On May 21, 2012, LP purchased approximately $233.8 million in principal amount at maturity of Notes, consisting of all Notes that were validly tendered and not validly withdrawn at or before 5:00 p.m., New York City time, on May 18, 2012 (the “Consent Deadline”). Today, LP accepted for purchase approximately $2.5 million in principal amount at maturity of the Notes, consisting of all Notes that were validly tendered and not validly withdrawn after the Consent Deadline and prior to 12:00 midnight, New York City time, on June 4, 2012 (the “Expiration Time”).
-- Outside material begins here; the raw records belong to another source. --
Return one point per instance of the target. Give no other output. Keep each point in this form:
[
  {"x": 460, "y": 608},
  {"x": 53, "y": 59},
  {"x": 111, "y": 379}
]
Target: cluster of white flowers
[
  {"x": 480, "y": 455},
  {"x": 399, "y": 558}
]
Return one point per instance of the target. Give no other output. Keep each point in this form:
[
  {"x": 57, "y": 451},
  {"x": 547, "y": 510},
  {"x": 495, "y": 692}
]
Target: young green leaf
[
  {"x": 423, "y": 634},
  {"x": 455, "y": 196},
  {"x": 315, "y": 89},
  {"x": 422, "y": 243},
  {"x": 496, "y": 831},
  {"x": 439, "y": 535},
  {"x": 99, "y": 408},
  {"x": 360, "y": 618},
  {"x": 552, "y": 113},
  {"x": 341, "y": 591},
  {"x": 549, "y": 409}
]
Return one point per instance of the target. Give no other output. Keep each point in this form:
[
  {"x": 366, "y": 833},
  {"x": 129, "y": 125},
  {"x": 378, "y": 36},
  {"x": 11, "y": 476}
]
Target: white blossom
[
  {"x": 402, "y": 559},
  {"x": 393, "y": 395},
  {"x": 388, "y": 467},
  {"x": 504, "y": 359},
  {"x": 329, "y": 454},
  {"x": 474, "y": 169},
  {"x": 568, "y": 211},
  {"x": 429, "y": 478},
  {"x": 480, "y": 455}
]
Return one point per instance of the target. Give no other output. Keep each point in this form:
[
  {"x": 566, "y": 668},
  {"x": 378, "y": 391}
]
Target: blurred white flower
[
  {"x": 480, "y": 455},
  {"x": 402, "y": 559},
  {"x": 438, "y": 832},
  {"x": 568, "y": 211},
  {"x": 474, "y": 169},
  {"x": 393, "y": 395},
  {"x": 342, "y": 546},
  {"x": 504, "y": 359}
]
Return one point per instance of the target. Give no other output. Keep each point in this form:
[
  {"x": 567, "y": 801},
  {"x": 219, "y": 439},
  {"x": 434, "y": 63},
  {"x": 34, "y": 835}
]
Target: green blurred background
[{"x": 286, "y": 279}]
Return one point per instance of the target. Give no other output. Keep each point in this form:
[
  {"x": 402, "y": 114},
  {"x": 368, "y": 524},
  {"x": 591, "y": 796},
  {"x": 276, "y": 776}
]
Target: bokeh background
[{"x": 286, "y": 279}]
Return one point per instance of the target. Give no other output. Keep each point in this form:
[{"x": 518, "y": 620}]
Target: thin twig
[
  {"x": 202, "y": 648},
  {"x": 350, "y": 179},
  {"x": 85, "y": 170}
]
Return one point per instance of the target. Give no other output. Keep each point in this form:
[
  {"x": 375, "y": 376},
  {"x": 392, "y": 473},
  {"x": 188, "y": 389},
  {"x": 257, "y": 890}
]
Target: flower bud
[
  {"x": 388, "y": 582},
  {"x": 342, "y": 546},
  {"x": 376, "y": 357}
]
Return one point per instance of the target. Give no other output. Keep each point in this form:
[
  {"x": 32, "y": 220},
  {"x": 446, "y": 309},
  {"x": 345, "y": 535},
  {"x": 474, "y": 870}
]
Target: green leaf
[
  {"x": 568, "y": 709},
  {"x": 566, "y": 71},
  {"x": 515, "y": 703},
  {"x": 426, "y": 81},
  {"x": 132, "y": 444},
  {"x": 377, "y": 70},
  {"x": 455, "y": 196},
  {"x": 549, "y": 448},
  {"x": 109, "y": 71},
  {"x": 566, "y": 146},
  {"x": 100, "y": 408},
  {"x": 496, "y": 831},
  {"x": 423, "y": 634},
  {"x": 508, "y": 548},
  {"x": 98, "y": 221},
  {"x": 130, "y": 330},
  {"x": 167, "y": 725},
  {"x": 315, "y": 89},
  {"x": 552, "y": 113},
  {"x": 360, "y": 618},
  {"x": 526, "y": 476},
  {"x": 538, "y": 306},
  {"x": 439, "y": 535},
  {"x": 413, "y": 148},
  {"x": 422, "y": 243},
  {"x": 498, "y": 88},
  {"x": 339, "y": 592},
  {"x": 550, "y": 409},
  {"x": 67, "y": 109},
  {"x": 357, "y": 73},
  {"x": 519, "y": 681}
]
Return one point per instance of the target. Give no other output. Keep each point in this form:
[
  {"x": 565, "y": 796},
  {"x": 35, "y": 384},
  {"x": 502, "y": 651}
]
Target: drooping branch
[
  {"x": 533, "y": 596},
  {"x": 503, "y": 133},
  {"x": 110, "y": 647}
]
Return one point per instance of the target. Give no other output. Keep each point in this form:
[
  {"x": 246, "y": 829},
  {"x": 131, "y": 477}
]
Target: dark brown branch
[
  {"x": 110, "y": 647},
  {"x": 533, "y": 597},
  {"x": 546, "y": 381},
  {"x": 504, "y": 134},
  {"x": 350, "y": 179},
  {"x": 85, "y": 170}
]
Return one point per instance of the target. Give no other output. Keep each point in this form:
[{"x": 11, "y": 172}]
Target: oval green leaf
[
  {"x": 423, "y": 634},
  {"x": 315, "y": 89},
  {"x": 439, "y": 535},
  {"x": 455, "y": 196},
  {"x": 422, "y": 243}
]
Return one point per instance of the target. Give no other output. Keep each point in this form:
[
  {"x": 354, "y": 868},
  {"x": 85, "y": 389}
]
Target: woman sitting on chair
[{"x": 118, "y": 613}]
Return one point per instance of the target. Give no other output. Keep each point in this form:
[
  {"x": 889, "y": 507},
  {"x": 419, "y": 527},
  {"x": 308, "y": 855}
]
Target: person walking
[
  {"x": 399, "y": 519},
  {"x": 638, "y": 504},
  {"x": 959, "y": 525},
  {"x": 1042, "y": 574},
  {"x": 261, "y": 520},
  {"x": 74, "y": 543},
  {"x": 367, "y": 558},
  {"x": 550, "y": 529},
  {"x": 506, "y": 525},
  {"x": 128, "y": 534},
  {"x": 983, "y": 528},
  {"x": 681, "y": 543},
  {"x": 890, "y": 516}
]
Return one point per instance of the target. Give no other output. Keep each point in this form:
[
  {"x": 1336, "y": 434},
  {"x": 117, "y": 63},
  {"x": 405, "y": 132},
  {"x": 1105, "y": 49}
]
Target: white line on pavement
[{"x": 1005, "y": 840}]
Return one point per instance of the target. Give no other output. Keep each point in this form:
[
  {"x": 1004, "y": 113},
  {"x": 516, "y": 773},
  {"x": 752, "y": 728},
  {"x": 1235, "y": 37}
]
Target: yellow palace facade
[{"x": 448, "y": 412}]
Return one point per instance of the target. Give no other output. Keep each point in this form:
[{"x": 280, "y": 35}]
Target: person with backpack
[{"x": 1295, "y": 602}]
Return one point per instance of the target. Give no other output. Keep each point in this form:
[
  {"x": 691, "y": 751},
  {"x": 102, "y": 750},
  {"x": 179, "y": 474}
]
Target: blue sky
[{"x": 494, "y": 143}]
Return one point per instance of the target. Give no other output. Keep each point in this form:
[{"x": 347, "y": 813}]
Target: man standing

After giving effect to all purchases of Notes pursuant to the tender offer, approximately $7.5 million in principal amount at maturity of Notes remain outstanding. As previously announced, LP has elected to redeem all Notes that remain outstanding on June 20, 2012.
This press release contains statements concerning LP that are forward-looking statements within the meaning of the Private Securities Litigation Reform Act of 1995. The following statements are or may constitute forward-looking statements: (1) statements preceded by, followed by or that include words like “may,” “will,” “could,” “should,” “believe,” “expect,” “anticipate,” “intend,” “plan,” “estimate,” “potential,” “continue” or “future” or the negative or other variations thereof and (2) other statements regarding matters that are not historical facts. The matters addressed in these statements are subject to a number of risks, uncertainties and assumptions that may cause actual results to differ materially from those projected, including, but not limited to, changes in general economic conditions; changes in the cost and availability of capital; changes in the level of home construction activity; changes in competitive conditions and prices for our products; changes in the relationship between supply of and demand for building products; changes in the relationship between supply of and demand for raw materials, including wood fiber and resins, used in manufacturing our products; changes in the cost of and availability of energy, primarily natural gas, electricity and diesel fuel; changes in other significant operating expenses; changes in exchange rates between the U.S. dollar and other currencies, particularly the Canadian dollar, Australian dollar, EURO, Brazilian real and the Chilean peso; changes in general and industry-specific environmental laws and regulations; changes in tax laws, and interpretations thereof; changes in circumstances giving rise to environmental liabilities or expenditures; the resolution of existing and future product-related litigation and other legal proceedings; and acts of public authorities, war, civil unrest, natural disasters, fire, floods, earthquakes, inclement weather and other matters beyond our control. These and other factors that could cause or contribute to actual results differing materially from those contemplated by such forward-looking statements are discussed in greater detail in LP’s Securities and Exchange Commission filings.